Poisson-faucon des Mascareignes

Cirrhitops mascarenensis | Randall & Schultz, 2008

N° 2921

Sud-ouest de l’océan Indien

Clé d'identification

Taille maximale documentée : environ 9 cm
Cinq larges selles brun foncé à brun rouge descendant sur les flancs
Grosse tache noire oblongue en partie antérieure du pédoncule caudal
Toupet de 4 à 9 cirres derrière la pointe des rayons de la dorsale épineuse
Six rayons inférieurs des pectorales plus longs et plus robustes que les autres rayons

Noms

Autres noms communs français

Attention à ne pas confondre avec une autre espèce, Cirrhitichthys guichenoti (Sauvage, 1880), qui porte, elle, le nom commun d'épervier des Mascareignes.

Noms communs internationaux

Mascarene redbarred hawkfish (GB)

Distribution géographique

Sud-ouest de l’océan Indien

Zones DORIS : ● Indo-Pacifique

L’espèce n’est signalée que de La Réunion, de Maurice et de Madagascar. Ses descripteurs soupçonnent sa présence à Rodrigues, l’île la plus orientale de l’archipel des Mascareignes*.

Biotope

Cirrhitops mascarenensis se rencontre en milieu corallien sain ou sur fond sablo-détritique ou rocheux dans les lagons et sur les pentes externes.
Sa distribution verticale n’est pas exhaustivement documentée mais l’espèce peut être observée dès le premier mètre et le spécimen le plus profond ayant servi à sa description a été collecté à 62 m.

Description

Description sommaire : petit poisson-faucon à dos rouge et flancs blancs, portant cinq larges selles brunes en partie dorsale, suivies par une grosse tache noire au début du pédoncule* caudal. La tête est pointue, avec un museau marqué par des bandes alternées rouges à orange et blanches. Les joues sont ornées de motifs vermiculés orange. Une tache kaki couvre l’angle de l’opercule*. Tous les rayons durs de la dorsale portent, derrière leur pointe, une touffe de cirres blancs à extrémité rouge. Les six rayons inférieurs des pectorales sont plus longs et plus forts que les rayons supérieurs. La caudale est tronquée.

Description détaillée :
Petit poisson-faucon dont la taille maximale documentée est de 7,5 cm en longueur standard (longueur sans la queue), soit environ 9 cm en longueur totale. Le corps est fuselé à dos élevé ; il est comprimé latéralement. Sa hauteur (calculée à l’aplomb du quatrième rayon dur de la dorsale) entre environ 3 fois dans sa longueur standard.

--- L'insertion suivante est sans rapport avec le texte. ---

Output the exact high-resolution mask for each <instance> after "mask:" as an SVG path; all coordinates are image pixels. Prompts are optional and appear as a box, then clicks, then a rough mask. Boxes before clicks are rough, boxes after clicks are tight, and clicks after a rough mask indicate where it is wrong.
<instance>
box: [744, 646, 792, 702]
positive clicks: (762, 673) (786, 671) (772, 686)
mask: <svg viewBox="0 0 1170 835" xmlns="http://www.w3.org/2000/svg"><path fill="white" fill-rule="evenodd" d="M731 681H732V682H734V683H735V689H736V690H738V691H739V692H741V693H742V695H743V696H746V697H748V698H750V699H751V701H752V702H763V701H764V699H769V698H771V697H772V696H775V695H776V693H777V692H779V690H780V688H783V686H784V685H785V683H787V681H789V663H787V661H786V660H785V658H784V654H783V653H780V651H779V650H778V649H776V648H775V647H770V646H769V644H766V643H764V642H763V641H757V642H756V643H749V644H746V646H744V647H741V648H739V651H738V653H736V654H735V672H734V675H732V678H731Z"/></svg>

La couleur de fond est généralement rouge dans le tiers supérieur du corps et blanche dans ses deux-tiers inférieurs, mais elle peut être entièrement blanche chez certains individus. Le dos et les flancs sont marqués par cinq larges selles* brun foncé à brun rouge dont la longueur augmente progressivement d’avant en arrière. La première selle se situe derrière la nuque et s’étend en largeur jusqu’à la base du quatrième rayon dur de la nageoire dorsale, et en longueur jusqu’à l’angle de l’opercule. Les deux suivantes, situées sous le milieu et la fin de la dorsale épineuse, atteignent l’axe médian du corps. Les deux dernières, sous la dorsale molle, descendent jusqu’à quelques millimètres du profil ventral du corps. Deux selles rouges plus discrètes leur succèdent sur le pédoncule caudal : la première est presque entièrement couverte par une large tache noire oblongue située au début du pédoncule ; la seconde forme un quasi-anneau dans sa partie postérieure.
Les deux-tiers inférieurs des flancs portent en outre de grosses taches brunes à rougeâtres, de taille variable, disposées en séries obliques dans le prolongement des espaces laissés entre elles par les selles brunes.

La tête est pointue et relativement longue (elle entre 2,7 fois dans la longueur standard). La bouche est terminale et oblique, les lèvres sont charnues. L’espace interorbitaire est concave. Les yeux sont globuleux, indépendants l’un de l’autre et d’assez grande taille (ils entrent environ 4 fois dans la longueur de la tête). La pupille est piriforme*, l’iris* est doré autour de la pupille et rouge, avec ou sans marques blanches, au-delà. Les narines antérieures forment un petit tube surmonté postérieurement par une touffe d’environ 8 cirres* longs et fins ; les narines postérieures sont ovales et présentent un petit rebord. Le préopercule* est arrondi, ses bords sont dentelés. L’angle de l’opercule s’achève en pointe triangulaire.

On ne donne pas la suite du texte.